Prices for existing single-family houses across the United States hit their 15th consecutive record high, but economists say there are signs of slowing growth.
The cost of those houses increased 4.2% from a year earlier in August, according to the latest S&P CoreLogic Case-Shiller U.S. National Home Price Index. August’s data also marks the fifth consecutive month that the growth in prices has slowed, and it’s the slowest rate of annual growth since 2023.
It's a signal that home prices are “beginning to show signs of strain,” according to Brian D. Luke, head of commodities, real and digital assets at S&P Dow Jones Indices.
A second price index released Tuesday found the same growth rate. The Federal Housing Finance Agency’s House Price Index showed that compared to the same time a year earlier, prices increased 4.2% in August.
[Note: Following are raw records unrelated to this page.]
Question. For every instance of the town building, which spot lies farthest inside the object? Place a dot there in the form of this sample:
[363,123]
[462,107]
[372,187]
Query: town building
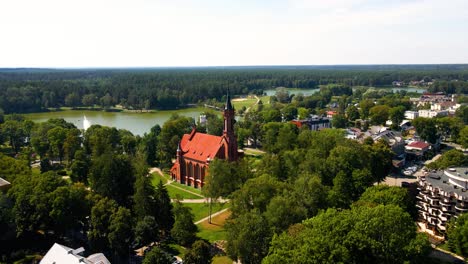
[442,196]
[411,115]
[59,254]
[314,122]
[432,113]
[196,150]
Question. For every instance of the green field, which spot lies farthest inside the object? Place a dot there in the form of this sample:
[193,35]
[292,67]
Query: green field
[176,193]
[214,231]
[202,210]
[247,102]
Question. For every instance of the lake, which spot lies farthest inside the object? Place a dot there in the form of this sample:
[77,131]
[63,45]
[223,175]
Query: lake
[137,123]
[308,92]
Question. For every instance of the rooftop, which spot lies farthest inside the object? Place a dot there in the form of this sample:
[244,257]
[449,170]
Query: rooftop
[440,180]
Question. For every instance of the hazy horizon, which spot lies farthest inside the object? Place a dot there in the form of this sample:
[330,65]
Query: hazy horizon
[209,33]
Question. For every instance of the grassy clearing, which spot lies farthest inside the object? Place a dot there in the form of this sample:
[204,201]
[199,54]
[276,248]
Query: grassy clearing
[202,210]
[214,231]
[156,177]
[176,193]
[248,102]
[221,260]
[253,152]
[188,188]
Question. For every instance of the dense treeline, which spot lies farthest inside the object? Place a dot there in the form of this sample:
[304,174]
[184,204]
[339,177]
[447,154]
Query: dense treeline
[107,204]
[30,90]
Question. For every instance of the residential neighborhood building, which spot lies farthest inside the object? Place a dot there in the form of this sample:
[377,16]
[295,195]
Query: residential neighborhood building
[196,150]
[432,113]
[442,196]
[60,254]
[411,115]
[416,149]
[314,122]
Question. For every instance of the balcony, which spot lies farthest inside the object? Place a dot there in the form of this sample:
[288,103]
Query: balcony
[461,209]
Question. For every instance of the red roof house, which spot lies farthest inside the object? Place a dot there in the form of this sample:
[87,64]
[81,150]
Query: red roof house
[196,150]
[418,146]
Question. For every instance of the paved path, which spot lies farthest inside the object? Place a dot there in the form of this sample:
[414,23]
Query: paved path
[212,215]
[187,191]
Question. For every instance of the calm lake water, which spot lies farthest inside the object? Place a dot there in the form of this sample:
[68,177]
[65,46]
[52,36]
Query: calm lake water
[308,92]
[137,123]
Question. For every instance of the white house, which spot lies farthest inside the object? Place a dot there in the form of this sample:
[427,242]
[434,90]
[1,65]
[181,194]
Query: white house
[59,254]
[432,113]
[411,114]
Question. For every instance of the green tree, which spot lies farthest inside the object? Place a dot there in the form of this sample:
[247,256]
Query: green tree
[352,113]
[453,157]
[248,237]
[80,167]
[56,137]
[339,121]
[381,234]
[463,137]
[32,201]
[89,99]
[365,106]
[72,100]
[72,143]
[457,232]
[146,231]
[283,211]
[386,195]
[69,207]
[120,231]
[101,214]
[157,256]
[112,176]
[165,214]
[184,231]
[426,129]
[144,203]
[15,133]
[397,115]
[199,253]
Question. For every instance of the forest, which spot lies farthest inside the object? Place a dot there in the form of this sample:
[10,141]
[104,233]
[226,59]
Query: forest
[310,197]
[34,90]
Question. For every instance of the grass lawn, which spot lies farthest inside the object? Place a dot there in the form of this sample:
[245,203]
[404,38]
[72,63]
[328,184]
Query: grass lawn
[247,102]
[175,193]
[202,210]
[221,260]
[253,152]
[214,231]
[156,177]
[188,188]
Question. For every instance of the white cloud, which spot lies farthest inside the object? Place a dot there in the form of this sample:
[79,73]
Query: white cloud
[183,32]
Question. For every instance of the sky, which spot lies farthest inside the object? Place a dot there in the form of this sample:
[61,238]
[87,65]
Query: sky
[157,33]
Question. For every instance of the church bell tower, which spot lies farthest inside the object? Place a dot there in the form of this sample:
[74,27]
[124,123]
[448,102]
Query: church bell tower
[228,132]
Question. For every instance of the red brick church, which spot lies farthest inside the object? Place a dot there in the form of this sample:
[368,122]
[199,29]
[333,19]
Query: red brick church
[196,150]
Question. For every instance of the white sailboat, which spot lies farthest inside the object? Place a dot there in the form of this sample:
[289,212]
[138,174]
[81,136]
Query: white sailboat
[86,123]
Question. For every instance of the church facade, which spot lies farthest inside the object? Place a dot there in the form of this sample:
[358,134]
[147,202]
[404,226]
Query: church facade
[196,150]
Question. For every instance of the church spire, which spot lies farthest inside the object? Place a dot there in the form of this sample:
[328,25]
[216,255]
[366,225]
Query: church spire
[228,102]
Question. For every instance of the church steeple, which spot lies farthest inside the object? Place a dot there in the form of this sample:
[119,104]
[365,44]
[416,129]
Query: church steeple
[228,105]
[228,132]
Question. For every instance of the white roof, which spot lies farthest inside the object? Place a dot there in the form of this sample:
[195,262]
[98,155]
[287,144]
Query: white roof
[59,254]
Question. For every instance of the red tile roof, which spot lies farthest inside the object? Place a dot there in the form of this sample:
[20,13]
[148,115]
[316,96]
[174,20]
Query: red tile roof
[418,144]
[199,146]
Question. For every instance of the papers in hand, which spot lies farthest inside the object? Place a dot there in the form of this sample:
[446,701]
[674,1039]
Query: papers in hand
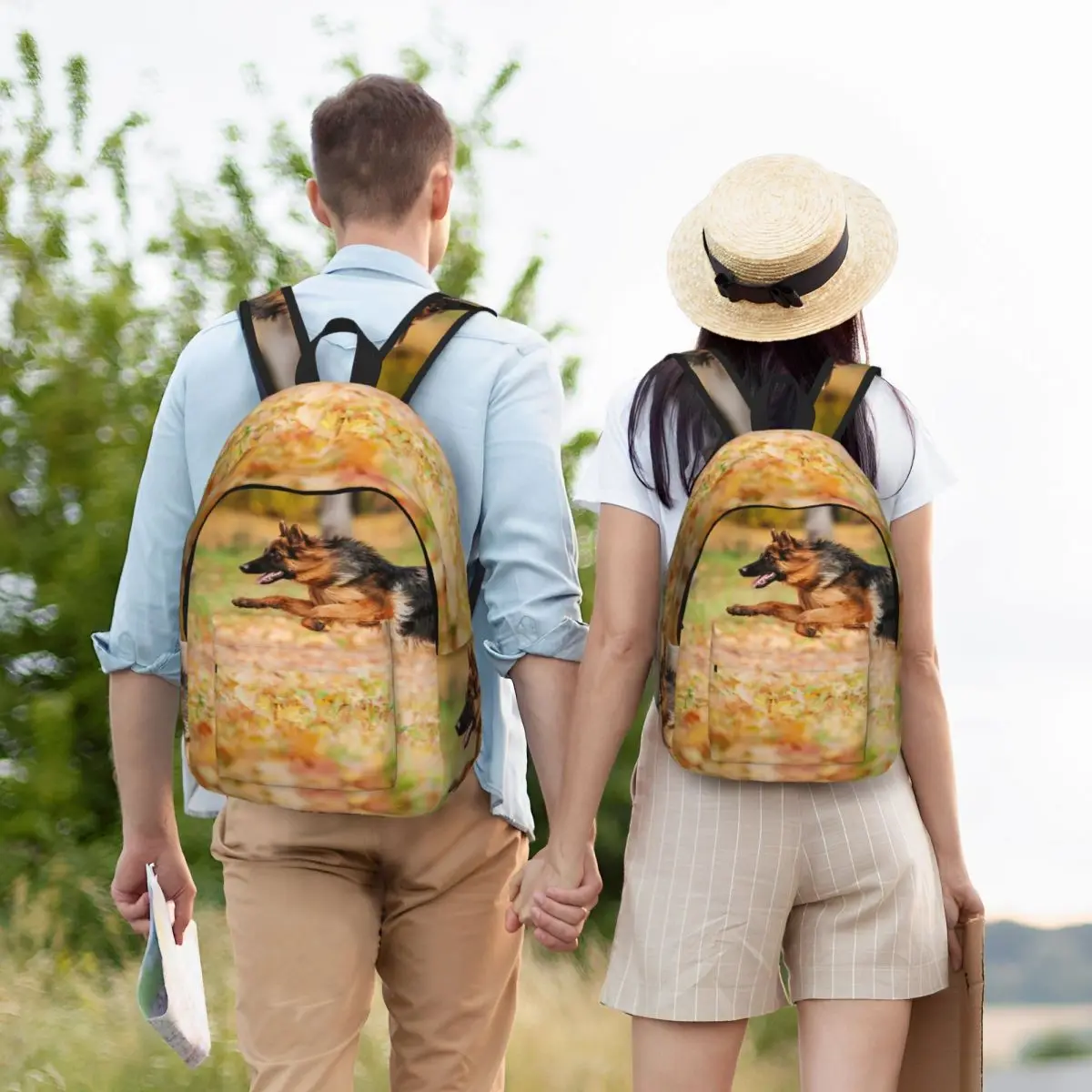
[170,989]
Compared to the previous month, house prices climbed 0.3%.
Even so, the continued growth in home prices coupled with a recent uptick in mortgage rates has kept some prospective homeowners sidelined from the market. But the price data released Tuesday arrives lagging behind current conditions. The report uses data from June, July and August, so it doesn’t fully account for the Federal Reserve’s September rate cut and the succeeding economic data reports that have driven mortgage rates higher.
Despite that lag, there are other seasonal disruptions that could be factored into the latest month’s data.
For one, the switch from summer to fall could have caused some pullback from buyers, keeping prices from growing faster, according to Luke. “As students went back to school, home price shoppers appeared less willing to push the index higher than in the summer months,” he said in a statement.
Regional differences
The index also measures city-level price growth with a 10-city and 20-city index. Both of those indexes increased annually in August.
On an annual basis, all metropolitan markets saw positive price changes on a year-over-year basis, but compared to July, it was cheaper to buy a house in August in all 20 markets.
Of the 20 cities included in the index, Denver had the slowest annual price growth, pushing Portland out of a spot its held since the spring. New York, Chicago and Las Vegas saw the fastest growth, and they are the only three cities to clock all-time high prices.
Economists have also noticed a regional trend taking hold as price growth slows more in the the South and West than in the North and Midwest regions.
“The tale of two regions reflects significant affordability challenges in the West and South, where home price surge in recent years and high mortgage rates priced out many potential buyers,” Selma Hepp, CoreLogic’s chief economist, said in a statement. “The Northeast and Midwest continue to benefit from relative affordability and less collective increase in prices over the last few years, but also more limited for-sale inventory.”